The woman on the other side laughed in that strange way they often portrayed noblewomen to laugh, only it was intimidating instead of ridiculous. “The same as ever. She’s in China right now, playing her usual game.”

Svenson sighed, looking disappointed. “Ah well, I guess it was futile to hope she’d actually focus on one thing for a while. Anyway, I have to go and talk to the Afolayans again. At the very least, this whole affair should cement their loyalty to Humanity First’s cause completely.”

“I’m sure you’ll exploit every advantage you can get out of this. Well, have a nice day. Heaven’s Dancer, out.”

“You too, my dear. Until the next council meeting. Cloudlander, out.”

He turned the cellphone off, put it away and walked out of the room.

 

 

* * *

 

A minus 1 hour

Journeyman took me back to my room, and I immediately sat down on my bed, feeling numb.

“Ups, I think I took us a few minutes too long,” he said as he let go of my hand.

“What… why?” I asked him, not sure what exactly I was asking.

He looked down at me, seeming even taller now that I was sitting. I saw myself in his mask, only it was flickering between different versions of myself.

Some of them were very scary.

“I will explain no more. Make of it what you will,” he said. “This is already quite a bit outside my comfort zone – and I’ll have to deal with one hell of a feedback here – so I won’t help you anymore. You have all you need, for now.”

He turned around, half fading out of sight. Then he turned, half his body still visible, blurry at the edges. “For what it’s worth, I wish you the best of luck, Terry.”

Then he was gone.

I put my elbows onto my knees and face into my hands, and stayed there like that.

Using my power, I went through the last few weeks again in detail. It took me almost an hour to do so, but by the end, I’d gone through every. Single. Important. Second.

Richard… Cloudlander had Linda murdered, to get Freddy to manifest. And he’s planning more, and worse.

And I had absolutely no proof to show, only the visions – if you could even call them visions – a complete stranger had shown me.

But our friend had sent him, or at least drawn his attention to me. And it felt right, somehow, what he’d shown me.

I need to fight that.

Whatever Cloudlander and his friends wanted… whatever they were doing, it was evil. Someone had to stop them.

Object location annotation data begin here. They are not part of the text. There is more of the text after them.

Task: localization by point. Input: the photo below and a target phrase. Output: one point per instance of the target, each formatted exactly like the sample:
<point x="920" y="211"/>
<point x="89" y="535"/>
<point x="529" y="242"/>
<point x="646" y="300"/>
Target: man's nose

I don’t stand a chance by myself.

I needed training. I needed allies.

Not for vengeance… though I’ll enjoy any chance to get that.

But I needed to put a stop to it. So…

What are my options?

The United Heroes. The Hellhound. The Dark Five.

I thought it through. Then I made my decision, and went down to talk to my parents.

It was time to move forward.

Acceptance

Previous | Next

Vote

Interlude 7 – Monkey Business (Part 4)

Previous | Next

I stood there, my… daughter hugging me hard enough to crack a tree (she was strong) and I was just slackjawed.

My life has officially passed from straaaaaange to… I don’t even know to what.

Still, despite the… sensation of mentally running into a wall, over and over, this girl here was my daughter, I was sure of it. That the monkey did not urge me with dark suggestions was proof enough, as were her eyes. And she had obviously been looking forward to this reunion for quite some time. No reason to make her feel unwanted.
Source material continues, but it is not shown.